The year 1979
In 1979, the economic development of Western industrialised countries, which managed to increase their gross national product by 3 percent in real terms, was characterised by a generally uniform curve: the economic upturns of the initial six months flattened out considerably - albeit with regional variations - over the course of the year. Considerable momentum was lost by the economies of the USA, Great Britain and the Netherlands, with, for example, Japan providing a contrast thanks to its booming industrial goods exports, rendering it largely immune to the global downwards trend.

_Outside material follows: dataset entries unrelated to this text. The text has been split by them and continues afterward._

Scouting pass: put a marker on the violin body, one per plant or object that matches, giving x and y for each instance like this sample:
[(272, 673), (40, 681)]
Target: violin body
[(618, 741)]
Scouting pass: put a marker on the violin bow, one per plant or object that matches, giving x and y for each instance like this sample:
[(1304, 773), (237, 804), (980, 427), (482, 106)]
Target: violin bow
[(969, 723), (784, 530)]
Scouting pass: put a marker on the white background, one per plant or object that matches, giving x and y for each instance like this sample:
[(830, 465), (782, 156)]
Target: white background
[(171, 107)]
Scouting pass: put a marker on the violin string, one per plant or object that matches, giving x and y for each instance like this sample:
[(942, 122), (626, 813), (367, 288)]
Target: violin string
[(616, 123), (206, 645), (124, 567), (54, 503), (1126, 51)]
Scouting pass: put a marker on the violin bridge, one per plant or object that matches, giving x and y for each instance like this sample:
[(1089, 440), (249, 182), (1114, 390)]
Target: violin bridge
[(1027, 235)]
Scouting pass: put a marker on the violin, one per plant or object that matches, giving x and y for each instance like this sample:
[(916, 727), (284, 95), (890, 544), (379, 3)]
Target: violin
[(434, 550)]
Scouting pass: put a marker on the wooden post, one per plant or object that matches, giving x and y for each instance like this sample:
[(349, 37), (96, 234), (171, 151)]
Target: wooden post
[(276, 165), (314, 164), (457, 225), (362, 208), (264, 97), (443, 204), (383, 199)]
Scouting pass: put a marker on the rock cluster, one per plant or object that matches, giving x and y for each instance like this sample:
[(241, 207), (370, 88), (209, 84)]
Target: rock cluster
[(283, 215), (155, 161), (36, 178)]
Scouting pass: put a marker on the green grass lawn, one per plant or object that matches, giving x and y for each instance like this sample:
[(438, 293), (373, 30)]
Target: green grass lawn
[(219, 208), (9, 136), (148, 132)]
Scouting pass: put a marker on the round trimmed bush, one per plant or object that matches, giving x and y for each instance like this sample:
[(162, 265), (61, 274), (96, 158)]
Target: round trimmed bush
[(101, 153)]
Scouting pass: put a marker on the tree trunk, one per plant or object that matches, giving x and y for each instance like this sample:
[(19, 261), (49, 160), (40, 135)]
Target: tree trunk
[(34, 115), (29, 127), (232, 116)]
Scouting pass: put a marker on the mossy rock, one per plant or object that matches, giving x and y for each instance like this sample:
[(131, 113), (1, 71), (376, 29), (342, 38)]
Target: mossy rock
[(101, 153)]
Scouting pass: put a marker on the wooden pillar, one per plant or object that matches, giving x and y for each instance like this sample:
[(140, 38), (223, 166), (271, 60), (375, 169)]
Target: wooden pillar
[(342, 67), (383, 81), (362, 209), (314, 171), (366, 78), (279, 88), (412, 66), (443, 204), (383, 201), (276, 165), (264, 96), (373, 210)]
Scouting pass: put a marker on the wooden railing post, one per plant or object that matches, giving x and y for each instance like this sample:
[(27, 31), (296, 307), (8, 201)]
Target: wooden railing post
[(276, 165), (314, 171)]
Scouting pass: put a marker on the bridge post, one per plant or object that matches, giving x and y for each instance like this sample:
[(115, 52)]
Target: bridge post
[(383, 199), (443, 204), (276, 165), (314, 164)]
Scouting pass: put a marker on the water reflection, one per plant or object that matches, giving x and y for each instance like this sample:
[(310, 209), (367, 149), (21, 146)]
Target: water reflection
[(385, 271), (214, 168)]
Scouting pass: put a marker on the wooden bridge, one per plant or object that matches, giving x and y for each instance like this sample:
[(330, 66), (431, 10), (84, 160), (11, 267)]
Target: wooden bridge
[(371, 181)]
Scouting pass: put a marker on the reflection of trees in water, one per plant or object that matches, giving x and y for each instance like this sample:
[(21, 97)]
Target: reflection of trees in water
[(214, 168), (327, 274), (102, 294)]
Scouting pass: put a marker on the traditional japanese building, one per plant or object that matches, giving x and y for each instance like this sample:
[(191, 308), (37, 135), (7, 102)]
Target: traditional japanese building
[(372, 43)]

In some aspects, the economy of the Federal Republic developed rather more favourably than those of comparable industrialised countries. Gross national product increased by 4.4 percent in real terms, and exports by 7 percent. With a rate of capacity utilisation of 84.4 percent, industry generated a growth rate of 5.6 percent and increased its overall investment in comparison with the previous year by 14 percent. At the same time, averaged out over the year, the unemployment figure fell to 876,000 (-11.8 percent). Although the results for the chemicals industry were affected negatively in the industrialised countries of the West by the rises in the price of oil and raw materials and by instances of overcapacity in various segments, the chemical companies in the Federal Republic still managed to increase their sales from DM 110.61 billion (1978) to DM 126.27 billion. Overall, the sector invested around DM 6 billion, distributed in equal thirds to the expansion of capacity, necessary replacements and the rationalisation of production processes. Mechanical engineering was also notable for its stable growth, achieving an increase in sales of over 5 percent.